WAVE: As you step into these emerging fields, what is the value of the market-driven partnerships you’ve been able to create?
President Cost: Right now, I would say that one of our advantages is that we can be truly responsive to needs identified by our partners. The earlier the better. We have more, deeper partnerships with more relevant players in the global economy than ever before. We don’t need to guess about the trajectory of most every major field we’re pursuing—we can go to the experts who will have those conversations with us, because they’ve seen those conversations turn into something beneficial to their business when they can hire our well-prepared graduates.
I believe work ethic matters. When everybody says, oh, you don’t have to work harder, you have to work smarter, I say, “right, do both.” We make a very concerted effort to dramatically widen the horizon of what we’re offering and considering. We look at things the way a growth-oriented institution looks at them. And that resonates with our partners because that’s unique for most universities. We place a high premium on listening to expertise outside, across a much wider range of potential opportunities. And then we spend a lot of time in-house discussing, debating, analyzing, iterating on everything. I believe the role of a university like this one is to be a well-connected microorganism in a larger ecosystem called student success, called a thriving economy, called a well-served community.

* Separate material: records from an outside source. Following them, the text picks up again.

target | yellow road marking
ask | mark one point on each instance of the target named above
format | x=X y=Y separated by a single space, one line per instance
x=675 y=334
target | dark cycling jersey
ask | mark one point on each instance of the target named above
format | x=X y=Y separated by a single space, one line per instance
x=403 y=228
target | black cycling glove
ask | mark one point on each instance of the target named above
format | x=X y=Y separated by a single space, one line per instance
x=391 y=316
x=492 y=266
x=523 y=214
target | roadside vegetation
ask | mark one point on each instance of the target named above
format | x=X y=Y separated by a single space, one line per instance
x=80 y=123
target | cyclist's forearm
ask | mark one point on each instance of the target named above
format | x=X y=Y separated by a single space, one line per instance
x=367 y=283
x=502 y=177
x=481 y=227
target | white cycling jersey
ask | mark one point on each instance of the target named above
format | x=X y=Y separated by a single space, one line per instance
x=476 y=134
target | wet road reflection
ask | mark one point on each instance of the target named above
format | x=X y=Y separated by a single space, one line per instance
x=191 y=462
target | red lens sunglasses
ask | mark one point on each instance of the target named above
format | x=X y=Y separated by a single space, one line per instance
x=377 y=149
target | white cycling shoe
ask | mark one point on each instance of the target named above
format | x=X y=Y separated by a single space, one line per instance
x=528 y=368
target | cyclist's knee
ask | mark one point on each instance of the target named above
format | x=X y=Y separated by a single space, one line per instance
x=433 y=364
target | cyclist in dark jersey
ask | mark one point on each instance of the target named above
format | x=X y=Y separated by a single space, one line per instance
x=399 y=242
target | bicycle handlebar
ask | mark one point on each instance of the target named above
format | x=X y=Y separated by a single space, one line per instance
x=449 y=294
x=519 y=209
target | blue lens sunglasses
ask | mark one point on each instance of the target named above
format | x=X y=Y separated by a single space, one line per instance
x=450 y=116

It’s a celebration of a university’s future to see it as a central contributor to the health and vitality of our region. Universities are held in such high regard because they’re an important link in the long chain that starts when a young person goes to school at age five and ends up a well-educated, fully functioning economic entity, happily succeeding, well-prepared at age 25 or 30. In the middle of that, the formative four, six or eight years that can completely heighten their ascent happens at this university. And we feel blessed for that and we celebrate it.
WAVE: What makes you most hopeful for the future?
President Cost: The resilience of our students. Our faculty teach them well. They’re bright and tenacious, and they have high expectations of themselves and of their university. They’re in their third academic year that’s been impacted by COVID, and they’ve adapted brilliantly. Many have even run toward the danger to help and to serve our community. That keeps us all inspired. They embrace innovation, speed, agility, responsiveness. I think we have those things in spades and now we will make good on our potential for the benefit of their future.